Durante l’ultima riunione del comitato portuale l’amministrazione ha anche presentato le richieste di priorità per lo scalo.

Il prolungamento dell’antemurale di Ponente e il secondo lotto della Darsena Pescherecci, due opere strategiche per il porto commerciale di Porto Torres, sono state inserite nel Programma Triennale delle Opere pubbliche e nel Bilancio di Previsione 2014 dell’Autorità portuale del Nord Sardegna. Il piano prevede la copertura finanziaria per il secondo lotto della Darsena e per il lotto principale dell’antemurale di Ponente (27,5 milioni su 34) nell’annualità in corso. Il bando è già stato pubblicato sulla Gazzetta Ufficiale della Repubblica Italiana e su quella della Comunità Europea.

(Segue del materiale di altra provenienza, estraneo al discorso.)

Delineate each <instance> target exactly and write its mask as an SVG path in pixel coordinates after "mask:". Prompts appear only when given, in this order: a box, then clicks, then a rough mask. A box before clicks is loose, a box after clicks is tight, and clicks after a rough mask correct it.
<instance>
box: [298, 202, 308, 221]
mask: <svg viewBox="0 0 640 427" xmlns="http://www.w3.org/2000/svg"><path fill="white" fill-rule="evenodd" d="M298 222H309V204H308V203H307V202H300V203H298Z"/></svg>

L’adeguamento tecnico-funzionale della banchina di Ponente, approvato sia dal Consiglio comunale che dal Comitato portuale, prevede il prolungamento dell’antemurale e l’ingresso dei traghetti di linea a levante per un importo pari a 34 milioni di euro (27,5 milioni nel 2014 e 6,5 milioni nel 2015). L’opera consentirà di rendere agevole l’ingresso e l’uscita delle navi, riducendo l’agitazione ondosa nell’avamporto e nel porto interno. Previsti fondi anche per la Darsena Pescherecci che è in fase di realizzazione tra la radice dei Moli di Ponente e la banchina Teleferica: al finanziamento già stanziato due anni fa per il primo lotto (2 milioni di euro) si aggiunge quello per il completamento della struttura (3,5 milioni). «Siamo soddisfatti che le due opere siano state inserite nel Piano degli investimenti. L’inserimento dei finanziamenti nell’annualità in corso ci dà la certezza della loro realizzazione», sottolinea il sindaco Beniamino Scarpa. All’ultima riunione del Comitato portuale era presente, su delega del sindaco, il Presidente della Commissione Portualità, Massimo Piras, il quale ha ritenuto, in quella sede, di sollecitare altri interventi prioritari per rendere maggiormente funzionale lo scalo, tra cui la manutenzione straordinaria della banchina degli Alti Fondali, l’urgenza di creare la viabilità interna all’area portuale tra le banchine di Ponente e la Teleferica, con nuove aree di sosta e vie di fuga alternative, la riduzione dei costi portuali «che, riverberandosi sui biglietti navali e sui noli marittimi, nonché sui costi di transito dei crocieristi e le aree di soste delle merci - ha aggiunto Piras - stanno rendendo il nostro porto meno competitivo senza che ci sia una forma di compensazione attraverso un’attività di promozione e di marketing territoriale. Inoltre, ho chiesto lumi sulla trattativa per l’attivazione del collegamento con Livorno che pare evidente essere stata messa nel dimenticatoio e che ora sarà oggetto di verifica interna, sull’operatività della concessione del Pontile Secchi in capo a Eni ed un ragionamento sulla revoca delle concessioni attorno alla Torre Aragonese, che sottraggono delle aree a terra indispensabili per la logistica dei Trasporti».